Are the States Up Next for a Bailout?

Posted: May 08, 2009 8:12 AM
The latest word around Capitol Hill is that Financial Services Committee Chairman Barney Frank’s next big legislative item is to put the full faith and credit of the United States up as a guarantee for state and municipal bonds.  In fact, he held a foundation-laying hearing for such legislation just this week.

This is absolutely the last thing the federal government should consider taking on, as the Treasury has already extended the taxpayers’ credit line way too far. The only thing this will do is just open the flood gates to profligate spending at a state and local level.  As the L.A. Times reported this week, “With Uncle Sam fully backing muni bonds, and presumably thus lowering state and local governments’ interest costs, the risk is that some would borrow like the proverbial drunken sailor….”

Take the current example of California, the world’s sixth largest economy.  According to Chriss W. Street, the treasurer-tax collector for Orange County, California, writing in Forbes:

"California is asking Congress to take an unprecedented step: to guarantee the state's sovereign debt with the "full faith and credit" of the United States.  Such a move would be a life raft for California politicians, but it might jeopardize the U.S.' AAA credit rating and destroy the ability of local government to borrow.

"For 35 years, California led the nation in job creation and standard of living. The Golden State responded by taxing, borrowing and spending itself into an increasingly uncompetitive economic position. Today, California boasts the highest tax rates, the highest number of unemployed residents, the lowest credit rating and the largest deficit in the U.S.

"With its golden luster fading, businesses are leaving in droves. Instead of fixing a broken model, California wants a federal co-signer."

The National Conference of State Legislatures reported earlier this year that 43 states are reporting budget shortfalls – with California leading the pack.  Too many states  -- and cities -- have been paying for spending increases with high revenues from the strong economy and booming housing markets.  Too few prepared for a rainy day or the burst housing bubble.  As New York Governor Paterson said last year, “the fact [is] that when there was...wealth, we overspent," says Gov. Paterson.

If spending wasn't bad enough as it is, we now have the federal government possibly taking on the debt of the states and local governments? When will the fiscal recklessness come to an end?

The law doesn’t even allow the federal government to tell municipal bond issuers what they must disclose to investors, but we’re thinking about giving them a backstop?  
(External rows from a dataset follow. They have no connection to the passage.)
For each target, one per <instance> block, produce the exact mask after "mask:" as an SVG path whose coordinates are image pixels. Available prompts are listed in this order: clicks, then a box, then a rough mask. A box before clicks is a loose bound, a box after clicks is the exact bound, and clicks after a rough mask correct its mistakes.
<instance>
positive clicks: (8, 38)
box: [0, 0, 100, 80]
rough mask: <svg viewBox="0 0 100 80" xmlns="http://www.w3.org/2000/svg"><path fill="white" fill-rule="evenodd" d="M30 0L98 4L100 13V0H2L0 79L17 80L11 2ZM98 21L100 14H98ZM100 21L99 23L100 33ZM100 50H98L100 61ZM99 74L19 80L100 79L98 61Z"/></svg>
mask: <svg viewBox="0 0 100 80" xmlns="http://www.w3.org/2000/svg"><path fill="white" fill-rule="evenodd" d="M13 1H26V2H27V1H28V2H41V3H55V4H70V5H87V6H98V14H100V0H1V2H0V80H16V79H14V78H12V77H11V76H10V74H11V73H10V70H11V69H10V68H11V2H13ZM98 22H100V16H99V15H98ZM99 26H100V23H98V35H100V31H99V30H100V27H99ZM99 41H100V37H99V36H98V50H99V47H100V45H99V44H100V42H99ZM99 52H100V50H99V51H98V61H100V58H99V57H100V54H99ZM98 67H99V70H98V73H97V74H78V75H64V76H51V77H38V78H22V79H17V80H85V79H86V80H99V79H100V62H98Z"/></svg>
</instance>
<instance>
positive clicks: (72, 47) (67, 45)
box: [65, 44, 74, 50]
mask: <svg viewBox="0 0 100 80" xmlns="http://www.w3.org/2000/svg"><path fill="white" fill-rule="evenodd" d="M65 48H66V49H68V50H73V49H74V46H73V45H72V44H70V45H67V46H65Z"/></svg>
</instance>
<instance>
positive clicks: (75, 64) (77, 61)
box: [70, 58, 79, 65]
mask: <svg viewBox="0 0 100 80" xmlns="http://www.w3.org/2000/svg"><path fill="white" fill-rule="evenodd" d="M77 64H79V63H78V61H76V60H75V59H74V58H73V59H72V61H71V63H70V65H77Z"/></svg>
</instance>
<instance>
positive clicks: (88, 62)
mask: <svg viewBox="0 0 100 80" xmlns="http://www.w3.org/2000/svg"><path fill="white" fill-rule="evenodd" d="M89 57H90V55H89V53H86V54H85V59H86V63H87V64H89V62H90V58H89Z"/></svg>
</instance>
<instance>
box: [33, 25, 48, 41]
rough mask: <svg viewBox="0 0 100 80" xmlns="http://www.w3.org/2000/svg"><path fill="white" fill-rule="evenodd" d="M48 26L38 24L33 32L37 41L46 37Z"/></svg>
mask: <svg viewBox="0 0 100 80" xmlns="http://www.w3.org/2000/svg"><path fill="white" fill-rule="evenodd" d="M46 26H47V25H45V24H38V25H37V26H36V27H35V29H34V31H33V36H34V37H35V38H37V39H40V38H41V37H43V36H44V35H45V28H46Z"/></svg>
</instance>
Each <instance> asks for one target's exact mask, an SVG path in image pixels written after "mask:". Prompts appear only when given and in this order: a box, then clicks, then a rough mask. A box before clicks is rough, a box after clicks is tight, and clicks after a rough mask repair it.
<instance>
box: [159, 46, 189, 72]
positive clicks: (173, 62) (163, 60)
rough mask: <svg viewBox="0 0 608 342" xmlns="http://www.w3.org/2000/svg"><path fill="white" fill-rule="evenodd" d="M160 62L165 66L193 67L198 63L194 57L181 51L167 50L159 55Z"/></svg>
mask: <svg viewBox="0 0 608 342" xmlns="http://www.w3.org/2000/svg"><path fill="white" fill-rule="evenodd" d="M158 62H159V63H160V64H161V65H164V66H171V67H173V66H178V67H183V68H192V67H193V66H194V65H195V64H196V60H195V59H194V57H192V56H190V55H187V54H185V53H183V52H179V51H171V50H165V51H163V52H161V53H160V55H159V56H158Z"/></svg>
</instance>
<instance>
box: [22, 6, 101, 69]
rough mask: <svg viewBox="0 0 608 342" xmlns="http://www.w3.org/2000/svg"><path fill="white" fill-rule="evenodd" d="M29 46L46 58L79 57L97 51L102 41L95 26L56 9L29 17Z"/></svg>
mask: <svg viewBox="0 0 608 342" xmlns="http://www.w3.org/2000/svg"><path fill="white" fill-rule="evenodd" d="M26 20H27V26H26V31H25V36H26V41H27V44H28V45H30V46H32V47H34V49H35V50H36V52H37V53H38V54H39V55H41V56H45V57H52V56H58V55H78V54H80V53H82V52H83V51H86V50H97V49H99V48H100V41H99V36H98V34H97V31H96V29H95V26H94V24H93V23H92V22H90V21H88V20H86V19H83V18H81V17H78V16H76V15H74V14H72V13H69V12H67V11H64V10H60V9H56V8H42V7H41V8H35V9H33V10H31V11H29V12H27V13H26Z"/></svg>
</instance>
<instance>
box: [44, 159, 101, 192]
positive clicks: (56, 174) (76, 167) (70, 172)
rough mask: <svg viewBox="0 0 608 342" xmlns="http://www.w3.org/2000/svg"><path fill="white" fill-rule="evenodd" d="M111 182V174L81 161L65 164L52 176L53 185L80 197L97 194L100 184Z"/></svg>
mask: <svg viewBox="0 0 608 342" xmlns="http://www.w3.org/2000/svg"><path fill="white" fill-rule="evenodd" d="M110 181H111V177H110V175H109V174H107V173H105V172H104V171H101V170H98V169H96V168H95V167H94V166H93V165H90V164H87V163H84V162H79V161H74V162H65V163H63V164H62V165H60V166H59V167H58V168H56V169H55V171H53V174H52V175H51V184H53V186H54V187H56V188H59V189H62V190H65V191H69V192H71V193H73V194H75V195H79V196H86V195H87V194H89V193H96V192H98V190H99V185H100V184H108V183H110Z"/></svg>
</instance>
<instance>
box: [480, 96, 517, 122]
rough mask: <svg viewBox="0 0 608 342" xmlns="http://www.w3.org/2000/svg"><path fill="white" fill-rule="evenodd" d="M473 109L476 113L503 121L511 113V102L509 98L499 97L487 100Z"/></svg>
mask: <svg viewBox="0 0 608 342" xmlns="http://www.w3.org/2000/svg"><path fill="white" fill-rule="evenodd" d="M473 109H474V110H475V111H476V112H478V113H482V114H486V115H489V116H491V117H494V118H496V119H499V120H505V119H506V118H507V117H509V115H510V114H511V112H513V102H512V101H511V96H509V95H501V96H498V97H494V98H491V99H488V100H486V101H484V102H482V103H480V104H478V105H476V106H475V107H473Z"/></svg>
Now more than ever we need transparency to see what the Fed is up to. That is why I have cosponsored The Federal Reserve Transparency Act. This bill would eliminate restrictions on GAO audits of the Federal Reserve and open up the Fed’s books to the taxpayers.  Everyday we hear elected officials praise openness and transparency from our government, yet the Federal Reserve continues to act in the shadows without sufficient scrutiny or oversight.

Your money has been squandered for far too long.  You have a right to know what’s happening with your hard-earned money.